Sunyi. Kalau malam anginnya bunyinya tuh, “wuooosss… wuooosss…” kayak
soundtrack sinetron horor.
Tapi dasarnya kita genk F2 adalah makhluk sosial yang gampang senang, jadi
ketemu orang baru tuh rasanya kayak habis kelaparan dikasih es krim gratis.
Apalagi
orang barunya cakep-cakep.
Oh Bram… kamu memang sahabat terbaik.
Ada Yanti, anak
SMA Swastiastu, yang selalu datang bersama sahabatnya Ida—si cewek keturunan
Madura yang wajahnya manis, gayanya santai, dan ternyata shock… Ayahnya
temenan sama ayahku. Dunia sempit, bro.
Nah, sampai di
sini semuanya masih normal ya. Sampai kemudian perhatian kami tercuri sama
keluarga baru: keluarga Oom Dana.
Bayangin:
Oom Dana gagah, tinggi, rambut klimis. Istrinya? Aduh… gaya Jakarta stylish,
wangi, rambutnya rapi, tatapannya lembut—intinya ibu muda ibukota vibes
banget. Kalau lewat tuh rasanya pengen berdiri tegak dan bilang “siap, bu!”
Mereka punya
anak yang masih kecil-kecil. Yang paling gede cuma kelas 6 SD. Adik-adiknya
masih balita, masih ngedot, masih ngomong “maem.. maem..”. Jadi kita genk F2
ngelihat keluarga ini kayak lihat trailer film—imut, lucu, tapi jelas bukan
genre kita lah.
Tapi kemudian
ada satu anak yang bikin suasana hidup:
Tisa Ningrum.
Anak SD ingusan, polos, dan suka nyeletuk,
“Kak… upilku
kok asin, ya?”
Kita semua cuma
bisa saling pandang sambil tahan ketawa. Kadang hidup memang sederhana: cukup
satu anak SD ngomong upil asin, dan seluruh cowok SMA kalah wibawa.
Yanti dan Ida
ini sering main ke rumah tante Dana, jadi otomatis kami juga ikut sering
nongkrong di sana. Dan tante Dana tuh ramahnya kebangetan. Rumahnya selalu ada
kue, camilan, roti, entah apa lagi.
Pokoknya kalau kita datang, meja makan langsung bertransformasi jadi prasmanan
mini. Cocok banget buat kita yang kalau lihat makanan langsung gelap mata.
Masalahnya:
Rumah Bram waktu itu nggak ada listrik dan nggak ada PDAM.

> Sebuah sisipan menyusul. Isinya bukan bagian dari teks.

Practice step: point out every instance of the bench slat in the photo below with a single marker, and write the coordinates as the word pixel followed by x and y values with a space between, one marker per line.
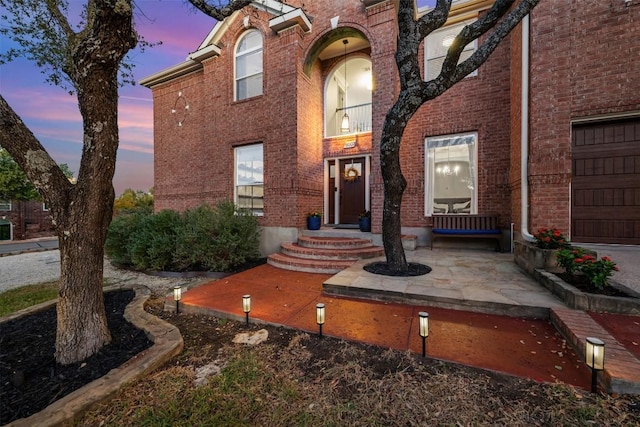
pixel 475 226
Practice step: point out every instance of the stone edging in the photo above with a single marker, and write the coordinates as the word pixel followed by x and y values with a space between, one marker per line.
pixel 167 344
pixel 579 300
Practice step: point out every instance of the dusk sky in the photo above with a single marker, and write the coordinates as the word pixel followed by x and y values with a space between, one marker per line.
pixel 53 116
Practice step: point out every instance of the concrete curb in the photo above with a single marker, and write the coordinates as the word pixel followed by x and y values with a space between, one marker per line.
pixel 167 344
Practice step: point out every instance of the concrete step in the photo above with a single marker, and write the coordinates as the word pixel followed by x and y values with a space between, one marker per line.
pixel 321 242
pixel 288 262
pixel 342 253
pixel 621 368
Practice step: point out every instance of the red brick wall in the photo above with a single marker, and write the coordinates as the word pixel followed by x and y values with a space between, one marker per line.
pixel 585 62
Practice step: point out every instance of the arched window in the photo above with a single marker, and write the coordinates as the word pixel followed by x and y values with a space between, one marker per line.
pixel 348 94
pixel 248 66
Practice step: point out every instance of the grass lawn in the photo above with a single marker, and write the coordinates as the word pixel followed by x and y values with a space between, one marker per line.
pixel 297 379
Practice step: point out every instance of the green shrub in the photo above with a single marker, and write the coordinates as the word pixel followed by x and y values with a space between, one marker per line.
pixel 120 231
pixel 194 241
pixel 152 245
pixel 203 238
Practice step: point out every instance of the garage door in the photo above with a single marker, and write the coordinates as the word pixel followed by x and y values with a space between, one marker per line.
pixel 605 187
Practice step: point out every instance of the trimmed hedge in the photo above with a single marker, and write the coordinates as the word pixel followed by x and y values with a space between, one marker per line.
pixel 201 239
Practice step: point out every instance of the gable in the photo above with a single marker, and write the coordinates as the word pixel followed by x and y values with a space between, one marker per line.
pixel 284 17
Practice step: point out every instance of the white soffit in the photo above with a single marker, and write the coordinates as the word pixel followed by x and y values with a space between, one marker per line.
pixel 295 17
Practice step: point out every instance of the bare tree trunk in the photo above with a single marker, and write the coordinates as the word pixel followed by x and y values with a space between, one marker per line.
pixel 394 183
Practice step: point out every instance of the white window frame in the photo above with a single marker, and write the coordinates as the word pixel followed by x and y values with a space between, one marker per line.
pixel 429 167
pixel 438 37
pixel 256 183
pixel 240 54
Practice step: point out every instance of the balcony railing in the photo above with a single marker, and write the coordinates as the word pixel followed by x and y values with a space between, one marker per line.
pixel 359 119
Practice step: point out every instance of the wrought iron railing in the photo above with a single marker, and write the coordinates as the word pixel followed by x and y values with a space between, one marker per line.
pixel 359 119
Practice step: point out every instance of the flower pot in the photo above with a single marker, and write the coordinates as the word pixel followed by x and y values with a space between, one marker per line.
pixel 365 224
pixel 313 222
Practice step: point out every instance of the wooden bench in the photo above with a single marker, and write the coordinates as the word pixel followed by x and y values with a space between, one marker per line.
pixel 470 226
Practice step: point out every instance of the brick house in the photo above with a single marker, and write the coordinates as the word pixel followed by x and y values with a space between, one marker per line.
pixel 256 114
pixel 20 220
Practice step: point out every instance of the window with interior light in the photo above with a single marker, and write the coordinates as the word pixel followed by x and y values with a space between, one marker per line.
pixel 248 66
pixel 436 47
pixel 451 174
pixel 249 179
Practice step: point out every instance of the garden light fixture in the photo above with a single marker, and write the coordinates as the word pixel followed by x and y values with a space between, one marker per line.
pixel 320 316
pixel 423 329
pixel 594 355
pixel 246 306
pixel 177 296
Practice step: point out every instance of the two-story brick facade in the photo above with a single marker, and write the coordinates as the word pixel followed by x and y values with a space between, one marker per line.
pixel 255 115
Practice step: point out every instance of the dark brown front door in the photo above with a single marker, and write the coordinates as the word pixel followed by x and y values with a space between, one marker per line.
pixel 352 180
pixel 605 186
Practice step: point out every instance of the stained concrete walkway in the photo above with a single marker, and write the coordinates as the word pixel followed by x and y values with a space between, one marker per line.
pixel 489 328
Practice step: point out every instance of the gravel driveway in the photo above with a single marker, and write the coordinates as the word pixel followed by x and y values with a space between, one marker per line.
pixel 39 267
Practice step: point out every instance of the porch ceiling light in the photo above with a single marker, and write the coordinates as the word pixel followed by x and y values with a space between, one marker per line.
pixel 344 125
pixel 594 355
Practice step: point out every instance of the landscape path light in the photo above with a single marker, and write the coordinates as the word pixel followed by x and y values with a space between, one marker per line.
pixel 177 296
pixel 246 306
pixel 320 316
pixel 423 329
pixel 594 354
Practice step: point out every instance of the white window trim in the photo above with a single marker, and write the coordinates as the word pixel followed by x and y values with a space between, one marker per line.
pixel 429 174
pixel 235 175
pixel 441 30
pixel 243 53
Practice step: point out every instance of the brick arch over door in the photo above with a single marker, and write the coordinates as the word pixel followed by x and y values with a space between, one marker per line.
pixel 605 186
pixel 327 39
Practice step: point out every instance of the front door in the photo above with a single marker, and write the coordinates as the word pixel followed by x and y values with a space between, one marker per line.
pixel 351 173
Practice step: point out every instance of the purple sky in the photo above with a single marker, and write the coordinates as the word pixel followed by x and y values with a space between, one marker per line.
pixel 53 116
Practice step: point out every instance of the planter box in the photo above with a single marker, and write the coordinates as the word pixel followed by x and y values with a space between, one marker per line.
pixel 578 300
pixel 529 258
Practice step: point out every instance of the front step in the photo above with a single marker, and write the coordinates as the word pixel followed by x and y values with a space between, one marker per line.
pixel 328 255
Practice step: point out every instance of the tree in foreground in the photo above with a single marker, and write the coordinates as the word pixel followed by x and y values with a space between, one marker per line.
pixel 496 23
pixel 87 62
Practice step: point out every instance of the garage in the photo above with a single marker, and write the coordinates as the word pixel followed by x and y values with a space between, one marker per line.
pixel 605 186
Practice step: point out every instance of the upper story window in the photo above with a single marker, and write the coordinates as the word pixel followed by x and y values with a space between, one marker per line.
pixel 248 66
pixel 249 180
pixel 437 45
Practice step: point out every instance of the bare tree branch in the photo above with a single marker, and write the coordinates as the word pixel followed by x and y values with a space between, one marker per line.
pixel 221 10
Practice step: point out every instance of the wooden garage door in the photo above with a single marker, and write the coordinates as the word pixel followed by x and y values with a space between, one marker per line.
pixel 605 187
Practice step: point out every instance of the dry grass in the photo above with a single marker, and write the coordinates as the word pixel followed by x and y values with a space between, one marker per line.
pixel 300 380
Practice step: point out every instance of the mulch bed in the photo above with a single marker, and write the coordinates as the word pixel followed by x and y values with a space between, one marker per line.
pixel 30 378
pixel 582 284
pixel 382 268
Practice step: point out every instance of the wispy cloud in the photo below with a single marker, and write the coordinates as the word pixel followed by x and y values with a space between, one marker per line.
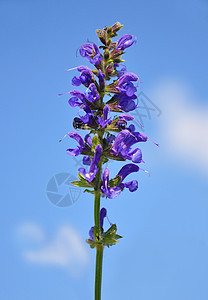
pixel 30 232
pixel 184 124
pixel 66 250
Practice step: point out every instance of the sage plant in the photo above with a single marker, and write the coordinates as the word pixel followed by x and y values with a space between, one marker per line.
pixel 101 119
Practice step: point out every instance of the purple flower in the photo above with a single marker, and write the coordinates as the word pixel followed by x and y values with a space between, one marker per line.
pixel 87 119
pixel 92 93
pixel 86 161
pixel 101 78
pixel 78 99
pixel 126 78
pixel 112 192
pixel 85 78
pixel 104 121
pixel 91 53
pixel 125 41
pixel 123 119
pixel 123 142
pixel 93 166
pixel 79 139
pixel 125 102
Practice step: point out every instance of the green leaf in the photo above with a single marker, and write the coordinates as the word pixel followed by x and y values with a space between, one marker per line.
pixel 80 183
pixel 110 241
pixel 111 231
pixel 84 181
pixel 115 181
pixel 96 234
pixel 95 142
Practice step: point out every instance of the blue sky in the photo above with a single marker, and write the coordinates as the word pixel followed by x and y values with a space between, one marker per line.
pixel 164 251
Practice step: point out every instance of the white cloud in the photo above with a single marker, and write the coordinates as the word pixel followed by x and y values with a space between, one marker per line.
pixel 30 232
pixel 66 250
pixel 183 124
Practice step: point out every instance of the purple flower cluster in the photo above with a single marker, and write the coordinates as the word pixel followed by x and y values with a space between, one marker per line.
pixel 107 77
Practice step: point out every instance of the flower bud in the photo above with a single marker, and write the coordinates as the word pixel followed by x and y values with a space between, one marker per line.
pixel 116 27
pixel 106 54
pixel 102 36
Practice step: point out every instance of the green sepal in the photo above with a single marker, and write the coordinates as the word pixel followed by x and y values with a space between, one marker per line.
pixel 89 191
pixel 81 183
pixel 115 181
pixel 102 36
pixel 91 243
pixel 97 234
pixel 95 142
pixel 111 230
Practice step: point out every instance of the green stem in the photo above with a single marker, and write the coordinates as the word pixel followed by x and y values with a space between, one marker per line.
pixel 99 247
pixel 98 272
pixel 97 208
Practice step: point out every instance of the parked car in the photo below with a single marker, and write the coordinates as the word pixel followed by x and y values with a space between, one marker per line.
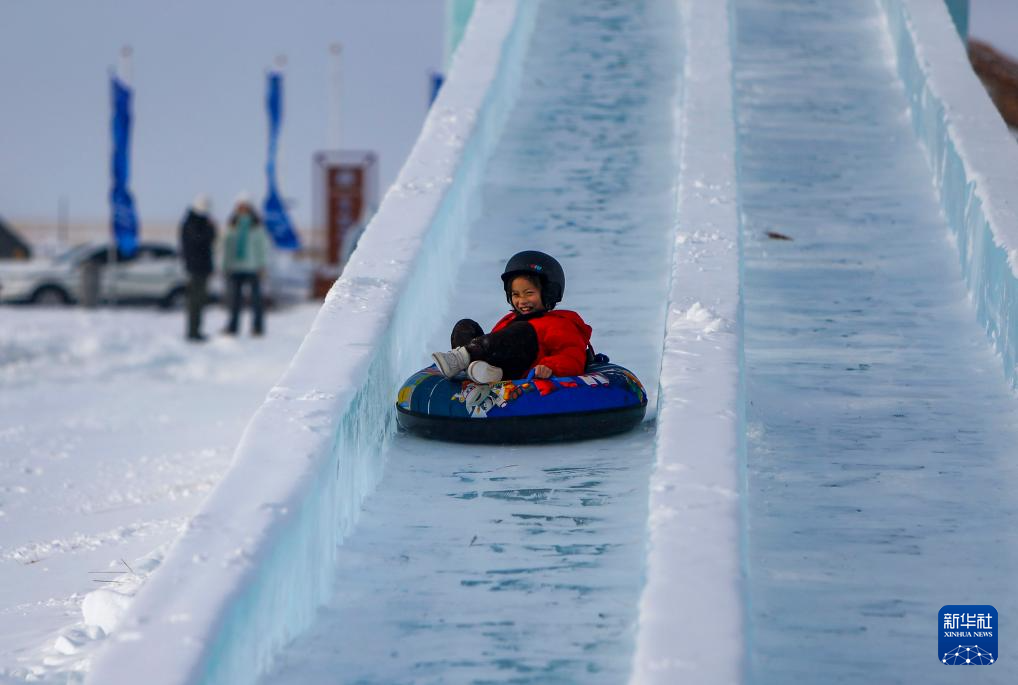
pixel 153 274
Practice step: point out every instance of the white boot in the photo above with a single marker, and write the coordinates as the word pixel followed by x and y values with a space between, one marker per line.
pixel 482 372
pixel 452 362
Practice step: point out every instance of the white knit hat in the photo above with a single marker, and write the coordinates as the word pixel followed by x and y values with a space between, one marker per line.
pixel 202 204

Jadi kalau siang kita bertahan dengan kekuatan mata dewata, kalau malam
bertahan dengan lampu petromak yang bunyinya berisik kayak orang ngorok.
Makanya rumah Oom Dana tuh surga. Surga AC. Surga camilan. Surga cahaya.
Sampai suatu
hari, Yanti ngomong:
“Eh, nanti
malam ikut yuk ke disco! Tante Dana ikut!”
Disco, bro.
Disco.
Bersama tante Dana.
Dan… Tisa.
Iya. Tisa yang
kelas 6 SD itu.
Dipakein baju gaya anak SMA, rambut dikuncir keren, jalannya pede banget.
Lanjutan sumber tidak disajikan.